The same narrative, he continued, includes “the whole discussion around debt forgiveness, [which] has sent the exact wrong message about higher education to prospective students: that going to college is such a risky endeavor that the federal government is going to have to bail you out if you go. And that’s simply not the case.”

“Yes,” he added, “there are problems with private universities charging $60,000 to $70,000 a year in tuition; I cringe when I see what some of these universities are charging. [But] here at the University of Montana, a Montana resident can [enroll] for less than $8,000 a year in tuition and fees.”

Which, the UM president conceded, is “not a small amount of money, but when you look at the average impact of a college degree on a person’s lifetime earnings, it’s well over a million dollars.”

Bodnar revealed, at the same time, that 42 percent of students at public four-year universities like the University of Montana “complete their degrees with zero debt.”

And as for students who do graduate with a loan balance, 80 percent of them “owe less than $30,000,” he said.

“You can pay off that debt in less than two years with your wage premium alone,” Bodnar suggested. “So all of the data continues to indicate that a college education is one of the best investments that you can make as an individual.”
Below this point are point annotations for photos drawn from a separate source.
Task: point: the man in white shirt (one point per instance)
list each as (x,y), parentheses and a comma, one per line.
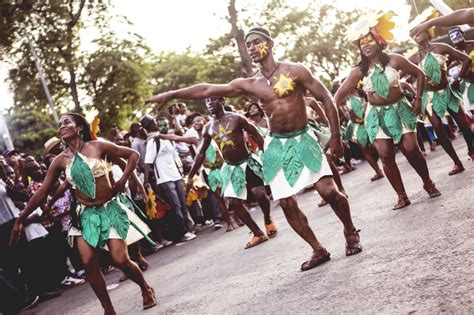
(139,136)
(161,155)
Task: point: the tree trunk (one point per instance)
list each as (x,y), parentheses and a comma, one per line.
(246,62)
(69,56)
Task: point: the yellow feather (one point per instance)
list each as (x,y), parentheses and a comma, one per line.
(95,129)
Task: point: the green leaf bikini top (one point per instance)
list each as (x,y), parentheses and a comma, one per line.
(380,81)
(432,65)
(356,105)
(82,172)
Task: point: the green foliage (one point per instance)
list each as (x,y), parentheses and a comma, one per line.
(174,70)
(116,77)
(423,4)
(29,130)
(53,28)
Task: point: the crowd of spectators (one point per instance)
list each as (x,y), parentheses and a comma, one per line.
(44,263)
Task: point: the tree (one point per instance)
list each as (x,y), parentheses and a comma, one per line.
(53,27)
(238,34)
(173,71)
(313,36)
(116,78)
(29,130)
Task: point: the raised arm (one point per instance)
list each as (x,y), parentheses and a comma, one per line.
(463,16)
(457,55)
(37,199)
(199,91)
(200,156)
(171,137)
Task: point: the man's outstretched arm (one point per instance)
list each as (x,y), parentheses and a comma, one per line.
(458,17)
(199,91)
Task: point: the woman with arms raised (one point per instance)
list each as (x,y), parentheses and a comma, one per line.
(102,218)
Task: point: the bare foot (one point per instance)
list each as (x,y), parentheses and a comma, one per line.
(318,257)
(431,189)
(456,169)
(403,201)
(377,176)
(149,299)
(353,245)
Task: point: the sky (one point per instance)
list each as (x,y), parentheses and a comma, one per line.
(174,25)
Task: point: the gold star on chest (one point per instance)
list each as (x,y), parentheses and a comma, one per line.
(222,137)
(284,85)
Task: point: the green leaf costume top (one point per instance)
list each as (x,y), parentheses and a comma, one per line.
(391,118)
(95,222)
(380,82)
(432,68)
(82,176)
(356,105)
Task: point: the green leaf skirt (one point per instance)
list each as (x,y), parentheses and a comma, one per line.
(389,121)
(237,178)
(468,94)
(292,161)
(111,220)
(439,102)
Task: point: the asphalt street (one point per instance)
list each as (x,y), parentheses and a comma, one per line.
(418,259)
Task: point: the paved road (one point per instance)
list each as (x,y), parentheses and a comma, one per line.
(419,259)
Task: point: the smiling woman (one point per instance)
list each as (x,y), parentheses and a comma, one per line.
(103,215)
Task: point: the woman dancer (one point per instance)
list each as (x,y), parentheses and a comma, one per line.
(102,217)
(356,132)
(389,118)
(440,97)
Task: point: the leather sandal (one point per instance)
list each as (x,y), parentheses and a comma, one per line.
(318,257)
(353,246)
(256,240)
(402,202)
(431,189)
(149,299)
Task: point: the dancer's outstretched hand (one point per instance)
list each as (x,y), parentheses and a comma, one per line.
(335,146)
(419,29)
(160,99)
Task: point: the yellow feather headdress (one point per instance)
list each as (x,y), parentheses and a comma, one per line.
(380,22)
(426,15)
(94,126)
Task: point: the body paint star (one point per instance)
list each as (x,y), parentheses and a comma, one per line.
(284,85)
(222,137)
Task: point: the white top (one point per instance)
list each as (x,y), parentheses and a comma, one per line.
(8,211)
(140,146)
(192,133)
(164,164)
(35,230)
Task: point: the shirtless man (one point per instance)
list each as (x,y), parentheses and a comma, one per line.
(241,171)
(293,158)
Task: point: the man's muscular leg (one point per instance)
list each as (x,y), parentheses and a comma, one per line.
(263,201)
(299,223)
(239,208)
(327,188)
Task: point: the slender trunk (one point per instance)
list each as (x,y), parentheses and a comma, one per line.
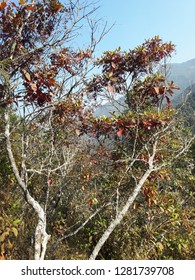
(41,236)
(120,215)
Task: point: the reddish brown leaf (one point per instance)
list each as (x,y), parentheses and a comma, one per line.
(29,8)
(33,86)
(120,132)
(110,89)
(2,5)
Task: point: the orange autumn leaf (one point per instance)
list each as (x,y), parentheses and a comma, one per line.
(2,5)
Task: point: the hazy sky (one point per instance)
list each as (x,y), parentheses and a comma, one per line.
(137,20)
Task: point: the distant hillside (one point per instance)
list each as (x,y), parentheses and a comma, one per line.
(188,108)
(183,75)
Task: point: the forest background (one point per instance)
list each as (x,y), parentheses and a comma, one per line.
(76,186)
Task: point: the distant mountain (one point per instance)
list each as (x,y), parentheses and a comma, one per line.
(187,109)
(183,75)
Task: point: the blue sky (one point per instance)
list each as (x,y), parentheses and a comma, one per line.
(137,20)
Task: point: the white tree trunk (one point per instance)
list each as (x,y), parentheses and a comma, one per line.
(120,215)
(41,237)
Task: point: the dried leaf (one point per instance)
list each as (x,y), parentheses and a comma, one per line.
(33,86)
(110,89)
(27,75)
(15,232)
(2,5)
(29,8)
(120,132)
(160,246)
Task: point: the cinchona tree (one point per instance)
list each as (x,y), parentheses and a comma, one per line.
(147,136)
(44,78)
(43,63)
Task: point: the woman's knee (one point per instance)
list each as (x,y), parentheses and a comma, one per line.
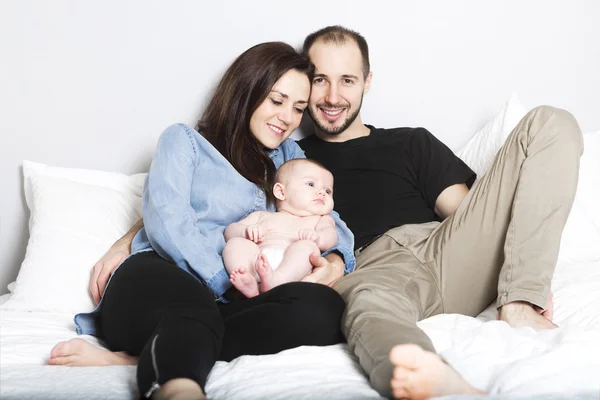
(316,310)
Earning a college degree, at the same time, has the added bonus of supporting our nation during an unprecedented period of flux.

“There are benefits that accrue not just to that individual, but to society as a whole,” Bodnar educated. “One recent study showed that every additional year of schooling for a country’s adult population resulted in per capita GDP growth of between 9 and 10 percent.

“So the fastest way to grow our economy — the fastest way to rise all boats with a rising tide, i.e. ‘inclusive prosperity’ — is for more people to get an education.”

A Rhodes and Truman scholar who graduated first in his class at West Point — as a member of the U.S. Army Green Berets, he commanded a Special Forces detachment on multiple deployments around the world, while also serving two tours in Iraq — Bodnar warned recently that America is “losing its edge” on the world stage.

Fueling that trend, he wrote in the Washington Post, is a nationwide decline in college enrollment. In fact, 2.5 million fewer Americans are enrolled in college today than in 2011, and the nosedive is accelerating.

(Thanks to numerous academic innovations, including expansive student internship partnerships with Montana employers initiated as early as freshman orientation, enrollment on the Missoula campus is actually rising under Bodnar and his UM team).

That said, Bodnar pointed out if the downward trend in higher education continues, “a group of young Americans will — for the first time in our history — enter the workforce with less education that the one before.”

In other words, a resulting “erosion of the educational advantage that we’ve held in global affairs for the past 70 years,” Bodnar opined. “This is the most serious long-term national security challenge facing our country.”

He recalled the prolonged period when the rest of the world recognized the vital role that education played in producing America’s economic and military might.

“Our advantage is fading,” he concluded. “Our competitors are certainly not advising their youth, ‘Don’t get an education.’ They’re playing a long game, and they’re playing to win.”

John McCaslin is a longtime journalist and author.